In May 1941, Popek met Augustyn Suski, another graduate of UJ working for the resistance. Together, they created the clandestine Tatra Confederation, with Jadwiga Apostoł (nom-de-guerre Barbara Spytkowska) as their administrative secretary. The purpose of the Tatra Confederation was to oppose the implementation of the Goralenvolk action by Germany, aimed at the germanization of the Polish highlanders. However, his underground work ended in late January 1942 as a result of the infiltration of their group by the Gestapo agent and former acquaintance, Hainz Wegner-Romanowski. Popek was arrested and interrogated, tortured and taken to an execution centre at the Palace Hotel in Zakopane (dubbed the "Death's Head Resort" by the locals). Two days later, along with his co-conspirator Jan Dzielski, he spotted an unlocked window at the second-floor prisoner washstand. On 2 February 1942 the two jumped out into the back-alley and ran in opposite directions. Popek and Dzielski are the only two prisoners known to have escaped from the Palace. The Gestapo set a 10,000 zloty reward for Popek's arrest.

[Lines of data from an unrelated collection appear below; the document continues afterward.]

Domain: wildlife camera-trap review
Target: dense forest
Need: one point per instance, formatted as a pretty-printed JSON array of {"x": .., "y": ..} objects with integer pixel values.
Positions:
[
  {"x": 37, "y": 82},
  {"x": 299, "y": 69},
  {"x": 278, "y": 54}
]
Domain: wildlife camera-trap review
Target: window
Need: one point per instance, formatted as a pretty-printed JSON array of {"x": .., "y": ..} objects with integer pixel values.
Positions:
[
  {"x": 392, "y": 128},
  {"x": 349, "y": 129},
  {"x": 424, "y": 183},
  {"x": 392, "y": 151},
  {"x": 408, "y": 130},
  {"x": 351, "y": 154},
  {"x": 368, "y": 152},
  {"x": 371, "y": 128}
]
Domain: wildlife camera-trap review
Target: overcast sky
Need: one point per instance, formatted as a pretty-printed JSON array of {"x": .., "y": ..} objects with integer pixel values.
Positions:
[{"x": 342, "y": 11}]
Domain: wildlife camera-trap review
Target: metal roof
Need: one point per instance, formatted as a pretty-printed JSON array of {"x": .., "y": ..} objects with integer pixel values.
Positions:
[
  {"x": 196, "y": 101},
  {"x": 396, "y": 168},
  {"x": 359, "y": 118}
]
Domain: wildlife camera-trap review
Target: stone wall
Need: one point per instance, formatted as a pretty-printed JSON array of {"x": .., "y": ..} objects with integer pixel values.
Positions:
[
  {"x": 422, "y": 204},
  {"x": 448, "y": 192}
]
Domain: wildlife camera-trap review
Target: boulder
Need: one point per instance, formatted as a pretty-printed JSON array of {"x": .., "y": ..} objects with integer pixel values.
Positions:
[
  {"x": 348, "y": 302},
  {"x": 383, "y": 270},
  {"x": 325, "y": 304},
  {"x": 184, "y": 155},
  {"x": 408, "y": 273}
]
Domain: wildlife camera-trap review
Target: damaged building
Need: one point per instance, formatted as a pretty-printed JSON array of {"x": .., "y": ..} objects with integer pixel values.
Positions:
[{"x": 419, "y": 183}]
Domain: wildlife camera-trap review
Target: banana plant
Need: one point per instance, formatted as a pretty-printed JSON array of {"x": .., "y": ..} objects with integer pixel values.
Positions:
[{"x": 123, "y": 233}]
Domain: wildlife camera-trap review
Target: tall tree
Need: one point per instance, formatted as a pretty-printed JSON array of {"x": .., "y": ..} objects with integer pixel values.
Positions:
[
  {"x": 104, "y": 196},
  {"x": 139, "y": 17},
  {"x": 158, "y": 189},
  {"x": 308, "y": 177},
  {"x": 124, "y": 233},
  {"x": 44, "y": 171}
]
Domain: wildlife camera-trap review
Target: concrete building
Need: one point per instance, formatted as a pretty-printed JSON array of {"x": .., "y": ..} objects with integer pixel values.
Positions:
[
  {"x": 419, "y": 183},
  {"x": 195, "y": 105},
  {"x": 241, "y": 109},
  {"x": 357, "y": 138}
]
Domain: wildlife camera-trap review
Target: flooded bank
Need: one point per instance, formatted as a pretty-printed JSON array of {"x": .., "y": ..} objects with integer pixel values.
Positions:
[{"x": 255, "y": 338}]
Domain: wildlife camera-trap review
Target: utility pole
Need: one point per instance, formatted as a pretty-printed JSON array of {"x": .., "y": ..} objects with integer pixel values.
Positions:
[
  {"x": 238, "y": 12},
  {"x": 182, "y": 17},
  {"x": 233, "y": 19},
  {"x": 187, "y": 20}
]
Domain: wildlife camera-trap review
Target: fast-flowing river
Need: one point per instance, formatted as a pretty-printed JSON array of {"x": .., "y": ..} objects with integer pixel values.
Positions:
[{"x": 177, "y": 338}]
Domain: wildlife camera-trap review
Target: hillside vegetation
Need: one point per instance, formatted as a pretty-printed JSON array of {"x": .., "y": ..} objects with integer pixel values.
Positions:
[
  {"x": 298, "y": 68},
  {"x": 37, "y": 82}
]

Popek was turned in by a traitor while hiding deep in the Gorce Mountains, and re-captured on 22 August 1942. He was brought back to the Palace Hotel. Many Germans stopped to get a glimpse of this "dangerous" fugitive. He was taken around various locations as living proof of the effectiveness of Nazi intelligence. Chained by his hands and legs to a wall in the cellar, Popek was tortured for a month. He did not disclose anything, and was executed in the courtyard of the Palace Hotel by a firing squad on 17 September 1942. His mother, Aniela Popek, was sent to Auschwitz, where she was murdered in April 1943. The body of Tadeusz Popek was exhumed by the Polish communist authorities in 1946 as evidence during the court case of Goralenvolk leaders, and re-buried in Zakopane, at the Nowotarska Street cemetery.